We acknowledge the amicus briefs submitted by the Youth Advocacy Division of the Committee for Public Counsel Services and the Massachusetts Association of Criminal Defense Lawyers, and by the American Civil Liberties Union and the American Civil Liberties Union of Massachusetts.
Voluminous text messages between the defendant and victim -- apparently their entire text history -- were admitted in evidence.
For example, on July 7, 2014, between 10:57 p.m. and 11:08 p.m. , they exchanged the following text messages:
Defendant : "Well there's more ways to make CO. Google ways to make it...."
Victim : "Omg"
Defendant : "What"
Victim : "portable generator that's it"
Defendant : "That makes CO?"
Victim : "yeah! It's an internal combustion engine."
Defendant : "Do you have one of those?"
Victim : "There's one at work."
Similarly, on July 11, 2014, at 5:13 p.m. , the defendant sent the victim the following text message: "... Well in my opinion, I think u should do the generator because I don't know much about the pump and with a generator u can't fail"
See Commonwealth v. Carter,
During the evening of July 11 and morning of July 12, 2014, the victim and the defendant exchanged the following text messages:
Victim : "I have a bad feeling tht this is going to create a lot of depression between my parents/sisters"
...
Defendant : "I think your parents know you're in a really bad place. Im not saying they want you to do it, but I honestly feel like they can except it. They know there's nothing they can do, they've tried helping, everyone's tried. But there's a point that comes where there isn't anything anyone can do to save you, not even yourself, and you've hit that point and I think your parents know you've hit that point. You said you're mom saw a suicide thing on your computer and she didn't say anything. I think she knows it's on your mind, and she's prepared for it"
Defendant : "Everyone will be sad for a while, but they will get over it and move on. They won't be in depression I won't let that happen. They know how sad you are and they know that you're doing this to be happy, and I think they will understand and accept it. They'll always carry u in their hearts"
...
Victim : "i don't want anyone hurt in the process though"
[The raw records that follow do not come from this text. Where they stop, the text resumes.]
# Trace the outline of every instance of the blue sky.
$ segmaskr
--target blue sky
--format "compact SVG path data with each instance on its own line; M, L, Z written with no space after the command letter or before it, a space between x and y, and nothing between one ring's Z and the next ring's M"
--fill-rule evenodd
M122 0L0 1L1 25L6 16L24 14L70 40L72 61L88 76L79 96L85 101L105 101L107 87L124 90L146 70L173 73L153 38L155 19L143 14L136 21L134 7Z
Victim : "I meant when they open the door, all the carbon monoxide is gonna come out they can't see it or smell it. whoever opens the door"
Defendant : "They will see the generator and know that you died of CO...."
...
Victim : "Idk I'm freaking out again"
...
Defendant : "I thought you wanted to do this. The time is right and you're ready, you just need to do it! You can't keep living this way. You just need to do it like you did last time and not think about it and just do it babe. You can't keep doing this every day"
Victim : "I do want to. but like I'm freaking for my family. I guess"
Victim : "idkkk"
Defendant : "Conrad. I told you I'll take care of them. Everyone will take care of them to make sure they won't be alone and people will help them get thru it. We talked about this, they will be okay and accept it. People who commit suicide don't think this much and they just do it"
See Carter I,
On July 12, 2014, between 4:25 a.m. and 4:34 a.m. , they exchanged the following text messages:
Defendant : "So I guess you aren't gonna do it then, all that for nothing"
Defendant : "I'm just confused like you were so ready and determined"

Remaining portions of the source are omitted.